Conflictos en torno a los desencuentros sobre los sentidos, perspectivas y saberes en relación con los proyectos formativos que se les ofrece a generaciones de estudiantes.

Conflictos en los modos paradojales de habitar la universidad. Tenemos una universidad sin espacios y sin tiempos para la conversación, la cultura, el ocio. Una universidad que se nombra desde la desilusión, el fracaso y la frustración. Cobra pertinencia este libro “adultos en crisis y jóvenes a la deriva”.

Conflictos que se tejen a partir de las fracturas en la responsabilidad pedagógica del maestro. De productores de saberes, trabajadores de la cultura e intelectuales en acción política, hoy se encuentran en otro trazado que establece su trabajo como técnicos, operadores de manuales, aplicador de formatos, expertos en gestión, emprendedores de competencias y líderes de apoyo.

Conflictos de gobernabilidad que se expresan en la deslegitimación de actuaciones y políticas entre las direcciones universitarias y los sindicatos, colectivos, parches, plataformas estudiantiles y de egresados. Vemos como el desacuerdo se asume como enemistad.

Conflictos que responden a lo existente de una educación de galpón en las universidades.

Conflictos instalados en la epidermis inmunológica de amigos o enemigos.

Conflictos situados en comunidades de maestros fragmentados, rivalizados y narcisistas donde prevalece la figura del llanero (a) solitario (a).

Conflictos en interacciones autoritarias, ambiguas, pusilánimes y leseferistas que no permiten dar legitimidad a la norma.

Conflictos en semblantes de directivos agotados por la producción de rendimientos ante la demanda de prescripciones de calidad y excelencia en la gestión académica y administrativa. Semblantes que no son consistencia de autoridad.

Conflictos localizados en esta sociedad amnésica, afásica, anestesiada y aséptica.

Conflictos asociados a la subjetividad de esta época (la rabia, el dolor, el odio, la indignación, la venganza).

Conflictos que se suman a los tuyos. Conflictos que hay que explorar en mapas, fotografías narraciones. Conflictos que se mueven en espirales, en dominios, en topografías. Conflictos para profundizar, conflictos que nos afectan y nos interroga ¿qué hacer con ellos?

Nos quedan, más que respuestas, otras preguntas, necesarias preguntas:

¿Qué sostiene el maestro y la maestra hoy en las universidades?

¿Desde dónde y cómo leer los mundos de nuestros estudiantes, sus problemáticas y potencialidades, sus trayectorias de vida y sus no lugares para vivir dignamente?

¿Qué regulaciones construir para posibilitar modos de vida universitaria más fraternos, serenos, con establecimiento de límites y cuidadosos de sí y del otro?
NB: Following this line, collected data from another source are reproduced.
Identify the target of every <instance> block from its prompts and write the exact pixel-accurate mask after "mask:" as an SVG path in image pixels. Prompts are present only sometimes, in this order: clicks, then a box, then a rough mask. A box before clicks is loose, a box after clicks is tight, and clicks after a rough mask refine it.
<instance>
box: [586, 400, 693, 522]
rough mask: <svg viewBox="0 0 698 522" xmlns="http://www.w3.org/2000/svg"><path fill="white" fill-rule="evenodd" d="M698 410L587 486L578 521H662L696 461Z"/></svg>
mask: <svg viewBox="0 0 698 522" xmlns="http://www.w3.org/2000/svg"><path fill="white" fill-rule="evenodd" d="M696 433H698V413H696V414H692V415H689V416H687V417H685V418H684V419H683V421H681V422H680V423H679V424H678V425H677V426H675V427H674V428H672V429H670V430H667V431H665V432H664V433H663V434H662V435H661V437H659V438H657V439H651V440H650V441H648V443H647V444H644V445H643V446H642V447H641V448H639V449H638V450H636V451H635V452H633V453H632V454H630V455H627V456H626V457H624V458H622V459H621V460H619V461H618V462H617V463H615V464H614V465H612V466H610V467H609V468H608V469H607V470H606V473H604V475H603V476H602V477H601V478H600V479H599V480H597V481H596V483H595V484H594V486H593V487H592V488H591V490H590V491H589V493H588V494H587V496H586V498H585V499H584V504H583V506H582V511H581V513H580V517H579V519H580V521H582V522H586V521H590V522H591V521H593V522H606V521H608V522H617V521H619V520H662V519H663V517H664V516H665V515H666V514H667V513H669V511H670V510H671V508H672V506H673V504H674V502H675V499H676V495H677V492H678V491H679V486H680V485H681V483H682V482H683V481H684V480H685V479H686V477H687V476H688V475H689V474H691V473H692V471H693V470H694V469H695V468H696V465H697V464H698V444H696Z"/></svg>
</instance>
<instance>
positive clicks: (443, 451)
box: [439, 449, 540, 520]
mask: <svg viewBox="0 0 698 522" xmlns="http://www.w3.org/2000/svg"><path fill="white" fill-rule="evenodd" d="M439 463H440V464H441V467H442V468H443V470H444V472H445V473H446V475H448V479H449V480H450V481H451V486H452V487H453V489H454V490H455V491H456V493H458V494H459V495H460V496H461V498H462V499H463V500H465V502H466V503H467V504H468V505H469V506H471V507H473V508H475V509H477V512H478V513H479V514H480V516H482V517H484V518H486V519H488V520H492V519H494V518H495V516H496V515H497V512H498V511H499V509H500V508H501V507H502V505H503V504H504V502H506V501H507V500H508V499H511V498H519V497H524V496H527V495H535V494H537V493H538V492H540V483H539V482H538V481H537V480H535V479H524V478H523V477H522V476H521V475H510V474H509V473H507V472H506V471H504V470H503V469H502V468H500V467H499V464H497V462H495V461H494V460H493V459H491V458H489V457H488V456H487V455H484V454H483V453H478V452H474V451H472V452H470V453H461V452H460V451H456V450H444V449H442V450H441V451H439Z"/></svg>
¿Cómo reconocernos desde estos dos lugares: la autoridad para formar y el deseo de aprender?

¿Qué decimos de las rutinas que se nos pegan, de los cansancios acumulados, de esta servidumbre que llevamos a cuestas, de la ausencia de conversación, al decir de Skliar (2009), del agotamiento de la palabra —nuestra palabra—, cansada de no encontrar una interlocución que le devuelva la confianza al estar juntos?

¿Cómo resistir a tanta indiferencia de los unos y los otros, de nosotros y de ellos, de aquellos a quienes ni le sabemos el nombre?

Indiferencia que nos desvincula, que desgarra cualquier posibilidad de apuesta por una universidad vinculante.

Es deseable una convivencia que pueda habitar en la diferencia, para permitirnos vincular(nos), implicar(nos), en suma, compartir una existencia —no exenta de conflictos—. Una convivencia caleidoscópica con la diversidad de nuestros rostros donde sea posible el hermanamiento en la palabra, en el gesto y en la acción.

Para finalizar hace falta plantear que la convivencia se sitúa en la política de lo colectivo, construye unos posicionamientos éticos y actúa desde una pedagogía de lo sensible.

Necesitamos un diálogo desde múltiples orillas (en sus configuraciones etáreas, generacionales, étnicas, de género, diversidad sexual, de actuaciones: la del estudiante, los maestros, los directivos, los funcionarios, los coordinadores de programas/proyectos/oficinas de convivencia) con nuevas respiraciones, ritmos, tonalidades y texturas donde recuperemos la palabra del maestro y la maestra. Una palabra deliberante y protectora. Palabras que respondan y decidan. Palabras cuidadosas y acogedoras. Palabras serenas para poder estar juntos.